Risotto with Porcini Mushrooms (in Italian: Risotto con i Funghi Porcini) is wonderful with fresh or even dried porcini mushrooms. This risotto gets its creaminess from butter and freshly grated Parmigiano-Reggiano. Gluten-free and wonderful when you are craving homemade Italian food.
Make this risotto totally vegan by using margarine in place of the butter and skip the cheese.
I have a culinary confession to make. I’ve never been crazy about porcini mushrooms. Let me clarify, I’ve never been crazy about dried porcini mushrooms.
Originally published July 2012 and updated June 2022.
I had only had dishes made with dried porcini mushrooms and never imagined how exquisite a fresh porcini would taste. Experiencing the flavor of a freshly picked porcini mushroom is difficult to explain.
In my opinion, the dried mushrooms have little to do with the fresh. But the chances of me finding fresh porcini here in Florida are pretty rare so I will still dream about this risotto and the pasta dishes we had in Aosta made with the mushrooms that zio Antonio found the weekend we stayed with them.

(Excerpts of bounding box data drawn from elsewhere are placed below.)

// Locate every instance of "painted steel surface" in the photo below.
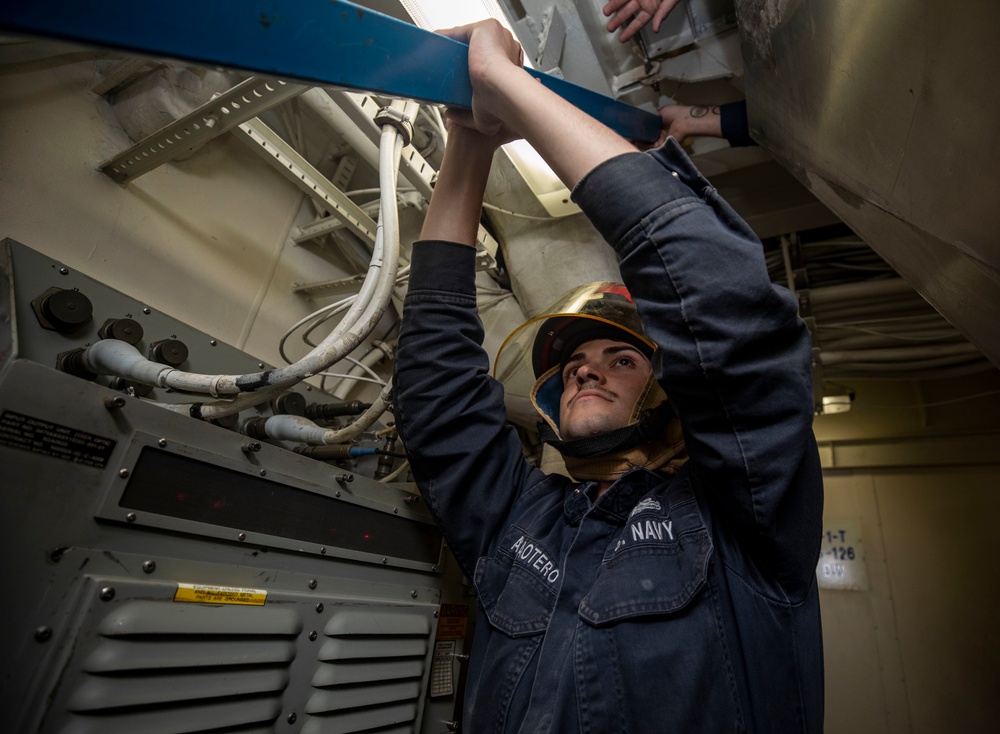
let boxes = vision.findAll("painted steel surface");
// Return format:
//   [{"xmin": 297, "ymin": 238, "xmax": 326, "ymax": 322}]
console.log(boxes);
[{"xmin": 0, "ymin": 0, "xmax": 660, "ymax": 142}]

Zio Antonio’s hobby is finding mushrooms. He sneaks out of work as early as possible to go searching in the mountains. Sometimes he has some friends that come along with him.
They know exactly where to go. He was explaining how they get too dry and aren’t as good certain times in the summer. I couldn’t imagine how much better they could be as these were. Some were as big as a small child’s head!

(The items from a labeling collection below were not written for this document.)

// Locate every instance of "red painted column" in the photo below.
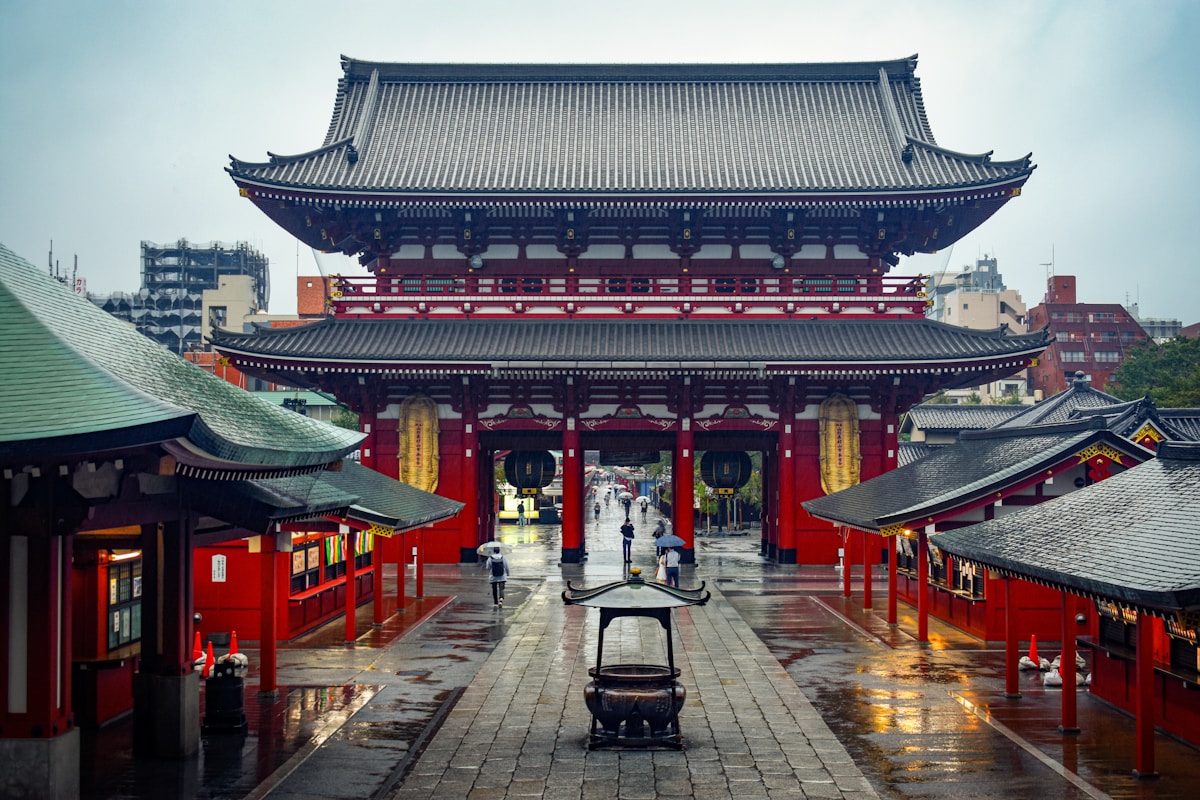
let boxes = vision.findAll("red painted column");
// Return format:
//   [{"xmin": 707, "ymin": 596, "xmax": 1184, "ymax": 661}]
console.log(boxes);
[
  {"xmin": 338, "ymin": 525, "xmax": 359, "ymax": 644},
  {"xmin": 258, "ymin": 534, "xmax": 280, "ymax": 696},
  {"xmin": 863, "ymin": 530, "xmax": 875, "ymax": 610},
  {"xmin": 1133, "ymin": 613, "xmax": 1158, "ymax": 778},
  {"xmin": 371, "ymin": 527, "xmax": 388, "ymax": 627},
  {"xmin": 1002, "ymin": 575, "xmax": 1021, "ymax": 699},
  {"xmin": 396, "ymin": 531, "xmax": 409, "ymax": 610},
  {"xmin": 917, "ymin": 530, "xmax": 929, "ymax": 643},
  {"xmin": 888, "ymin": 536, "xmax": 898, "ymax": 625},
  {"xmin": 1058, "ymin": 591, "xmax": 1079, "ymax": 733},
  {"xmin": 672, "ymin": 424, "xmax": 696, "ymax": 564},
  {"xmin": 416, "ymin": 528, "xmax": 425, "ymax": 597},
  {"xmin": 774, "ymin": 419, "xmax": 799, "ymax": 564},
  {"xmin": 841, "ymin": 527, "xmax": 853, "ymax": 597},
  {"xmin": 562, "ymin": 416, "xmax": 583, "ymax": 564},
  {"xmin": 458, "ymin": 377, "xmax": 477, "ymax": 564}
]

When we were getting ready to leave to go back to my in-law’s house in Como, they packed us some mushrooms to go. They also packed us some dried porcini. These dried porcini made me become even a dried porcini lover. So perhaps all along I was just eating the wrong brand of porcini mushrooms.

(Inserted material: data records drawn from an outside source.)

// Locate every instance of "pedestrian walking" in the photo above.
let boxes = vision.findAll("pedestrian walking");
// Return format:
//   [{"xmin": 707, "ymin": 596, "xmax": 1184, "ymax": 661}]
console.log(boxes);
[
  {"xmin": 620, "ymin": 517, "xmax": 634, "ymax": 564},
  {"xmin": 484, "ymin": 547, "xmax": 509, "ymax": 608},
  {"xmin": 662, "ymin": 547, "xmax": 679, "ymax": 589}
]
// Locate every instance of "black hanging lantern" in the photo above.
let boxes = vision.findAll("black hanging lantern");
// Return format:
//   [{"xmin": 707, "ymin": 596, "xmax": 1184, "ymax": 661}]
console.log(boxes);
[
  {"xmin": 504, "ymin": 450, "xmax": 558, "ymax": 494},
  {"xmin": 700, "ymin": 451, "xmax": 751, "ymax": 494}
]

This is the view from zio Antonio’s balcony in Aosta and the incredible lavender they have growing around their yard.
What ingredients are in a porcini risotto?
Here is all you need to make this incredible risotto (full printable recipe below)
- extra-virgin olive oil
- onion (use a red, sweet or Vidalia onion)
- Carnaroli OR Arborio rice
- dried porcini (or fresh porcini if you’re lucky)
- zucchini or spinach (or even arugula)
- white wine
- chicken stock (or broth)
- unsalted butter (margarine, if you’re vegan/dairy-free)
- Parmigiano-Reggiano (omit if you’re vegan)
The photo below is of the fresh porcini mushrooms being cooked in the pan. You could use fresh or dried.
The important thing is to have a pot of very hot broth to keep ladling into the risotto while it’s cooking. And this is how it should be rapidly bubbling while you’re stirring (and stirring!).
As soon as the rice is al dente, you add in the butter (you could use margarine if you’re dairy-free) and grate on the Parmigiano-Reggiano (skip it if you’re dairy-free or vegan).
We make risottos every week. Even on scorching hot summer days. They are lovely filled with summer’s fresh vegetables or even just with your favorite cheese. If you happen to like porcini, it’s wonderful even with dried porcini (I make mine at home with dried porcini).
What other vegetable can I add to this risotto?
The version with fresh porcini mushrooms was made in Italy my in-law’s house, a zucchini straight from nonna’s garden got thrown in the risotto. If you are lucky enough to have a green thumb (I don’t!)and have your own fresh zucchini, be sure to add them to the recipe as it’s a great way to use your fresh summer bounty.
Since we made this recently at home, fresh spinach was tossed in at the end. It only takes a minute to stir together with the rice and it cooks up. You could also add arugula.
Can you just smell the fresh lavandar?
Which is the best rice to use for risotto?
To make a really great risotto, you have to choose the best rice. Sushi rice or a long grain rice will not work. Arborio rice is good, but carnaroli is the best since it’s not easy to overcook it and it also makes the creamiest risotto.
My chef (and most great chefs) prefer the Carnaroli rice. I also absolutely LOVE the Acquerello brand rice for risotto. It’s the only one I use.
How much broth (or stock) should I use for making risotto?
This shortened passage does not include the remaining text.